No sé con quién me confunde esta señora pero pienso hacerme el loco hasta que se vaya. Ya llegará alguien que la reclame.

— Han dejado muy bonita esta parte de Bilbao. Yo vengo mucho.

— Yo no, la verdad.

— Como que no, Felix, si nos encanta pasear por aquí.

— Señora, yo no me llamo Felix.

— Anda, deja de decir tonterías, que cosas tienes. ¿No te acuerdas de ese árbol y de cómo nos gusta tumbarnos?

— No sé de qué me está hablando. ¿No acaba de decir que esta zona acaba de ser reformada? Como va a ser ese árbol en el que… Mejor déjelo.

— Pero si ése árbol siempre ha estado aquí en Coria.

— ¿Coria?

— Qué felices hemos sido siempre. ¿Algún día me darás hijos verdad?

— No creo yo que usted pueda…

— No me vengas con excusas, hombre. ¿Es que ya no me deseas?

— Ahora que lo dice, creo que está más el problema ahí que en el tema de la biología interna.

— Sé que lo dices de broma porque nos queremos tanto como es posible.

Para mi sorpresa avanzó posiciones en el banco. Todo sonrisa y dedicación. Por un momento me recordó a mi sobrina de cinco años, que sin saber nada de la vida, aseguraba a todo el que le preguntase, que mi versión adolescente de la época era su más íntimo amante. Estábamos destinados a los anillos y las arras.

Fue muy sutil, muy rápido y nada abrupto. En un instante toda aquella incomodidad se convirtió en cercanía. Ella a pesar de haberse movido en el asiento, se mantenía a un palmo aún de mí, me miraba con orgullo y cariño. En su mirada estaban encerradas la amiga, la amante, la madre y la abuela.

Sonó otra vez el teléfono de empresa pero por una vez no lo cogí, mientras me mantenía enganchado a ese rostro afectivo. Solo una voz externa pudo arrancarnos del momento. Una mujer redonda en el más esférico sentido de la palabra, pecosa y de pelo corto, casi tan mayor como mi acompañante, vestida con un batín de servicio se acercaba a nosotros.

— Jefa, que hace aquí, que tenemos la mesa preparada en casa.

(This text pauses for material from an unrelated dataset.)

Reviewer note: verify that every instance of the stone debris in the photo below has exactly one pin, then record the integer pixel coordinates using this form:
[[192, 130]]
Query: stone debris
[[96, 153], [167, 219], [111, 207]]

— Antonia, yo me quiero ir a Coria.

— Claro que si señora, primero comemos y luego nos vamos en un paseo a Coria.

— No Antonia, vámonos ahora.

La magia se había roto, Felix, mi alter ego se había esfumado y Coria ya era un destino soñado y no nuestra realidad. Tras la disculpa innecesaria de Antonia, como un punto y su «i», se fueron caminando por la Gran Vía, no se adonde.

Los «tengos» se habían convertido en «quieros» en mi cabeza. Debía hacer una llamada, pero antes, no pude evitar lanzar la frase al aire cálido de la ciudad.

— Ay jefa, yo también me quiero ir a Coria.